Initially Mark planned to have his son fly down with him. Then he began to think outside the box. Might there be a Fuller alum in the Houston area who could help him? "Because of the interest and care shown to me while I was a student--and the feeling that I was part of a larger family--I wondered if one of its members could come to my assistance in a time of need," Mark says.
That's just what happened. Bert Jacklitch, associate director of Fuller's alumni/ae office, sent an email to Houston area alums about Mark's situation--and Jack Burke (MDiv '57), with his wife, D'Ann, promptly responded. The Burkes, who have devoted their lives to ministering to international students, are no strangers to providing hospitality. "We like to help people when there's a need," Jack says.
For Mark Duris, the Burkes demonstrated that help in several tangible ways. Before Mark's trip, the Burkes reassured him by phone and email that they were ready to help in any way they could. They prayed for him. After Mark's surgery, they took him to lunch and then to his hotel and made sure he had all he needed. Several days later, Jack picked Mark up at his hotel and brought him to the Burke home, where D'Ann had prepared a delightful brunch for him. Jack then drove Mark to his post-surgery follow-up appointment, waited at the hospital for him, and drove him the 40 miles to the airport for his trip back to Seattle.
"They were two angels who graciously did way more for me than I was asking," Mark says. Having the Burkes' support took a lot of the anxiety away from a stressful situation, he notes. "If my son had come, it would have been a financial strain plus a missed week of work for him," Mark says. "I also considered just doing it all on my own, and trying to drive myself, but that wouldn't have been easy."
It was a comfort, he says, to know he was not alone in Houston, and the Burkes recognized the importance of that emotional support as well. "We didn't want to think of someone coming all alone to have surgery in a strange city," D'Ann says. "It was easy for us to be there for him."

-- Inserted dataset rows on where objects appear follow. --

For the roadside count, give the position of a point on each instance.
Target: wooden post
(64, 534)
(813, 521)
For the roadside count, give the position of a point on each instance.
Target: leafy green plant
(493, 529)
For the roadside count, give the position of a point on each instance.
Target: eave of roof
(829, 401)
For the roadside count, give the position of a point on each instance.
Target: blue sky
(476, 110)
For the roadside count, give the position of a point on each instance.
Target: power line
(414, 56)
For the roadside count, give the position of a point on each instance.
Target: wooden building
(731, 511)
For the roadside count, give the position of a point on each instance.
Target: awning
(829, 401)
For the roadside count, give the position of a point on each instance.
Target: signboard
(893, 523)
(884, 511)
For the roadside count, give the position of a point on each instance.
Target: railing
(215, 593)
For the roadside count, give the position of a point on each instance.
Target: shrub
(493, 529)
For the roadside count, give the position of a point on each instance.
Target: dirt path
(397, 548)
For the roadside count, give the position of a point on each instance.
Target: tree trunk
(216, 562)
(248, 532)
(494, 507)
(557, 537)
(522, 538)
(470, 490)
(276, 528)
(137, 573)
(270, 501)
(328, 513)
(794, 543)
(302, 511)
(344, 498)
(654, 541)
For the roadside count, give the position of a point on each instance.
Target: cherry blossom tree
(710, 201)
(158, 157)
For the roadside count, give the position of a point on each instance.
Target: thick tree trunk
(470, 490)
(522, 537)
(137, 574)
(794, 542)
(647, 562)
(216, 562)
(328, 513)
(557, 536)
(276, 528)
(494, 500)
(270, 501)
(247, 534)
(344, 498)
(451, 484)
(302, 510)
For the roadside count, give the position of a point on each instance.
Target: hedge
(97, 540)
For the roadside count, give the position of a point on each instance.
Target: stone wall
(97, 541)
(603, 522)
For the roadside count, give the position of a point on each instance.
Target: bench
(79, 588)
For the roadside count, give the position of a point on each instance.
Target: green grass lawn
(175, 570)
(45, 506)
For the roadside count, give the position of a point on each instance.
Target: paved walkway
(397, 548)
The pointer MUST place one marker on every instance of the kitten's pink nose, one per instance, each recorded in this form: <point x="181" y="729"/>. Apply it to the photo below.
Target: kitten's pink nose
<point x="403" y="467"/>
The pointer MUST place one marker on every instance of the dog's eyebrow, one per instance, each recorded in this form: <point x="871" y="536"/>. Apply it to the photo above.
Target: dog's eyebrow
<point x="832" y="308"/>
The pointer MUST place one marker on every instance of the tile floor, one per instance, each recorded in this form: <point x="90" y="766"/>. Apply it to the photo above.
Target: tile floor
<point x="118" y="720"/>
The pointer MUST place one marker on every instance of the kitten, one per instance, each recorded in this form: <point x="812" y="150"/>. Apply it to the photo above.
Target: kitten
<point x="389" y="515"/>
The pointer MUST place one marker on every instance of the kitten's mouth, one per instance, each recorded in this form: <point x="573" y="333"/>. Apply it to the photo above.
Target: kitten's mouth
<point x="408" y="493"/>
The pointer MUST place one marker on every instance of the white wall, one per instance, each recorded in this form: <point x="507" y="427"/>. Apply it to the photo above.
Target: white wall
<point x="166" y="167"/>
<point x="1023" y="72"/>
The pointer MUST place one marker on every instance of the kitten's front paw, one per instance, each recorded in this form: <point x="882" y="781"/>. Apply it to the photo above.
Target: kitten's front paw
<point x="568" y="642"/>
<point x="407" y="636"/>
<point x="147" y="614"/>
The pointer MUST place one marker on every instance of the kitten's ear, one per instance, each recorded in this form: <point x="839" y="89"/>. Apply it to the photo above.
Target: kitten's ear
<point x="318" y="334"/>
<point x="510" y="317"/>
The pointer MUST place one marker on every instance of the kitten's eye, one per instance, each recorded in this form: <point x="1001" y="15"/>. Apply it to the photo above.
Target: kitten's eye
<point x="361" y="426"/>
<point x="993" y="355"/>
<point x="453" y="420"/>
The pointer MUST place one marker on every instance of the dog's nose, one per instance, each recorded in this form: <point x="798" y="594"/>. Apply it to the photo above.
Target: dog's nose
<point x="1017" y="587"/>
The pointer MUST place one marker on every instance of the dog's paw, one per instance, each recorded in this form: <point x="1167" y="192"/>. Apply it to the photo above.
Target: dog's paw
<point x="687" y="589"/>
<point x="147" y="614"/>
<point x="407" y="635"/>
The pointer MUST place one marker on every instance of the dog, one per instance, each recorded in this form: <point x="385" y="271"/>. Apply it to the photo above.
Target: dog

A friendship has been forged between Mark and the Burkes from their time in Houston together. They have stayed in touch and hope to connect again sometime in person, either in Texas or Washington. And Mark is eager to pass on the blessing he received. "The Burkes' extending themselves to me in the way they did helped sensitize me to the fact that I am part of a larger family--one that I feel proud and thankful to be a member of," he says. "It also reminded me of the importance of being available to other Fuller family members by sharing my time, care, and concern for them when a need makes itself known."